After bailing out the financial system, the Bank of Canada and regulators are working to reduce the threat of moral hazard, deputy governor David Longworth said Wednesday.

In a speech to the C.D. Howe Institute, Longworth said “having gone through a financial crisis, we can be even more clear on how to [reduce moral hazard].”

The three basic things a central bank can do, he said, include:

• limiting crisis intervention to significant systemic events;

• encouraging reforms to make the financial system more resilient to systemic shocks; and

• maintaining a flexible intervention strategy.

“The goal is to reach a destination where financial institutions, markets, and infrastructure play critical — and complementary — roles to support long-term economic prosperity,” he said.

“As we move forward, it is important that financial system participants do not believe that our intervention in times of crisis implies a willingness to intervene in normal times. It is also important that we retain considerable flexibility about when and how to intervene in the next crisis to fulfill our mandate to be liquidity lender of last resort to the financial system in the event of a systemic shock,” Longworth added.

“For the Bank, the primary facilities used during the crisis, the term PRA and the term loan facility, should continue to be a part of the Bank’s toolkit, as is our Emergency Lending Assistance.

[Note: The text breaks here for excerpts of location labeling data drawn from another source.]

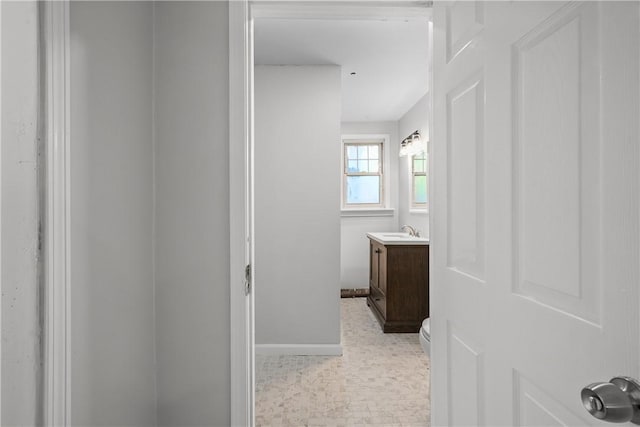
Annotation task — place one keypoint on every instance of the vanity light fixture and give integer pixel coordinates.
(411, 145)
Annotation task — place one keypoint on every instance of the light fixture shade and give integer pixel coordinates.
(412, 145)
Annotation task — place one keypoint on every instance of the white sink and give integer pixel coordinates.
(397, 239)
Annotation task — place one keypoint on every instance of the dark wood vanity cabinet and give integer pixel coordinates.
(399, 285)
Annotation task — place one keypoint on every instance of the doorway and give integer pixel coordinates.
(285, 218)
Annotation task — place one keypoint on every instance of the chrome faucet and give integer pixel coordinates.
(412, 231)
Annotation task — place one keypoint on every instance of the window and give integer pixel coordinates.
(363, 174)
(419, 181)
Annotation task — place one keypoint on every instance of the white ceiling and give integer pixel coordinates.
(390, 59)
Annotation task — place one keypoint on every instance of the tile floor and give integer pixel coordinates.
(380, 380)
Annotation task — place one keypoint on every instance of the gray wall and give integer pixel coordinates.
(192, 213)
(112, 317)
(20, 328)
(297, 204)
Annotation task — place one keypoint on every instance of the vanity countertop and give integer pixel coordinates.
(392, 238)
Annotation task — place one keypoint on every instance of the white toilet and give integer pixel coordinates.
(425, 335)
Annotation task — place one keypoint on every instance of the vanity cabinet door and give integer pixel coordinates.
(374, 274)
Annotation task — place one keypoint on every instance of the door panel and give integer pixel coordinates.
(535, 226)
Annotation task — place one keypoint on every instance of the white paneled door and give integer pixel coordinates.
(535, 228)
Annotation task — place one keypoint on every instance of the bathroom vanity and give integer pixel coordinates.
(398, 280)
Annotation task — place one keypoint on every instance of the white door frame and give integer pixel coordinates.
(241, 16)
(55, 30)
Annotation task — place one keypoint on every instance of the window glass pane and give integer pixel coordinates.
(363, 189)
(352, 152)
(420, 189)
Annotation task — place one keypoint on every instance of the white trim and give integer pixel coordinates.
(373, 212)
(419, 211)
(242, 384)
(299, 349)
(57, 256)
(1, 204)
(339, 9)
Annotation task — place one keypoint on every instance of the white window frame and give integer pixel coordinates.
(381, 209)
(413, 206)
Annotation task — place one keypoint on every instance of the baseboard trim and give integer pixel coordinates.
(299, 349)
(354, 292)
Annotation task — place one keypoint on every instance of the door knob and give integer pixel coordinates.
(617, 401)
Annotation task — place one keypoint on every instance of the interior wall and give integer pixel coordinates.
(192, 213)
(417, 118)
(354, 244)
(21, 366)
(297, 205)
(112, 312)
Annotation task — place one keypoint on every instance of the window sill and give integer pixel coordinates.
(414, 211)
(367, 212)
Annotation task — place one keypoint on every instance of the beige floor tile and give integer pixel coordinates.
(381, 379)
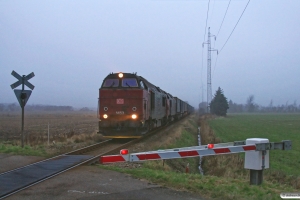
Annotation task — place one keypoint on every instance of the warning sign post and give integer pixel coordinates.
(22, 95)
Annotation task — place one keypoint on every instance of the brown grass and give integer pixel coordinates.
(68, 131)
(232, 165)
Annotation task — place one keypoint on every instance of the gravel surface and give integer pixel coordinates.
(91, 182)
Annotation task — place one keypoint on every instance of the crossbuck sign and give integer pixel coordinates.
(22, 95)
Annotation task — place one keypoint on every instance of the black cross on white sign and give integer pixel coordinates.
(22, 80)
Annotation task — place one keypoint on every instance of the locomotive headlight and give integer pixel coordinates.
(133, 116)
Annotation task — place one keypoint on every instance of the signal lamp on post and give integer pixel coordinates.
(23, 96)
(133, 116)
(124, 152)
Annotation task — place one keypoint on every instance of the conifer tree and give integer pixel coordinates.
(219, 104)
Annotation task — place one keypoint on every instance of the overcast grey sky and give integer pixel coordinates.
(72, 45)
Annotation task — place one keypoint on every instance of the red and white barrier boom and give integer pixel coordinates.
(256, 158)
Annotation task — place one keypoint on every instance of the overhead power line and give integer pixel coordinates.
(206, 20)
(234, 27)
(223, 18)
(205, 35)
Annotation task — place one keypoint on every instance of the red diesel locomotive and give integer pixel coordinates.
(129, 106)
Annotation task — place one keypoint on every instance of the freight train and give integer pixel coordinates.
(130, 106)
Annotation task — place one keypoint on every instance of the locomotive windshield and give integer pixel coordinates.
(111, 83)
(129, 82)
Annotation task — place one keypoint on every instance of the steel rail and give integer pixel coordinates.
(92, 160)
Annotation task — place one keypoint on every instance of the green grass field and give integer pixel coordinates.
(234, 128)
(275, 127)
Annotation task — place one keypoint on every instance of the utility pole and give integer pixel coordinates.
(209, 49)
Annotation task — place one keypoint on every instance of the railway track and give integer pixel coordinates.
(21, 178)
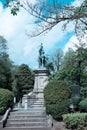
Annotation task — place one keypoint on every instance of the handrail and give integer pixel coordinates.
(4, 119)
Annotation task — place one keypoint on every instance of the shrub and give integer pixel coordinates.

In a crisis with a shortage of good quality collateral, the Bank would also consider a term securities lending facility to exchange good collateral for lower quality collateral — at the appropriate price — in order to support the functioning of core funding markets. Given potential changes to core market infrastructure (the implementation of central counterparties, for example), further study will also be important to determine the appropriate tools to address future liquidity issues,” he said.